Globally, river ecosystems face severe declines, with freshwater vertebrate populations decreasing by 83% and many species now endangered. Only 14% of rivers in the UK are in good ecological condition, highlighting the urgency for restoration. Large wood (LW) has emerged as a key component in river restoration projects, enhancing geomorphic diversity, habitat heterogeneity, and biodiversity. Historically removed as "debris", its reintroduction is now essential for restoring natural river processes and creating diverse habitats for aquatic life. Despite the broad use of LW in river restoration, little is known about its effectiveness and suitability for different contexts. Therefore, this comprehensive review has been conducted to identify current knowledge gaps, examining the reliance expert judgment commonly used in restoration practice.

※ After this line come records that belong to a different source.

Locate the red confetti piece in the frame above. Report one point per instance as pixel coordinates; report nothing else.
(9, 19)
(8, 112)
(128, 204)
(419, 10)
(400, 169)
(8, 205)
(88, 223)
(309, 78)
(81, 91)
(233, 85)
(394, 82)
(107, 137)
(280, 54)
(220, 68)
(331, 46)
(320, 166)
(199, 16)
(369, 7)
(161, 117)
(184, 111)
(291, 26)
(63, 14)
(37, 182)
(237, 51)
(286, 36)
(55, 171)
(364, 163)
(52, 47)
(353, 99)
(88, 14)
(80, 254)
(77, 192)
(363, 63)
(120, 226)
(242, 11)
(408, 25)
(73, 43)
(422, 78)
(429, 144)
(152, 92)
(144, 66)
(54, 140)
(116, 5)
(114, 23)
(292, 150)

The review highlighted that most studies are concentrated in the US, the UK, and Australia. Temporal trend demonstrates a noticeable increase in studies starting around 2014. The types of LW structures employed in real-world river restoration project were also analysed. Surprisingly, more than 40% of the reviewed papers did not specify the exact configurations of the studied LW structures, referring only to "large wood" in general terms. When reported, the most frequently studied LW structures were LW jams, followed by single logs. However, a significant gap in the literature is the lack of detailed descriptions regarding the specific configurations of LW structures and how this affects restoration efforts. Field monitoring is also a widely used method, however, only two studies included long-term monitoring (10 to 20 years). The number of studies utilising numerical modelling is notably low, and the absence of artificial intelligence (AI) methodologies is also apparent. Also, this review revealed that the existing literature has a clear focus on lowland, low-energy river systems. Many of these rivers were classified within 2nd to 4th orders, indicating smaller to medium-sized tributaries.

The quantitative analysis of LW interventions highlights their diverse impacts. For example, LW dams, deflectors, and V-shaped structures can lead to a marked increase in pools, with coverage rising from 11% to 27% immediately after restoration, unlike single LW elements, which reported no statistically significant changes.  Other effects are also evident: hydraulic retention time increased by up to 67.8%, whereas flow and morphological diversity increased by several orders of magnitude than pre-restoration conditions. These changes also saw a 35% rise in macroinvertebrate diversity and a tenfold increase in fish abundance, showcasing cascading ecological benefits. These findings underscore the multifaceted benefits of LW structures, particularly in promoting channel recovery, enhancing hydraulic and habitat diversity, and supporting habitat restoration over the long term.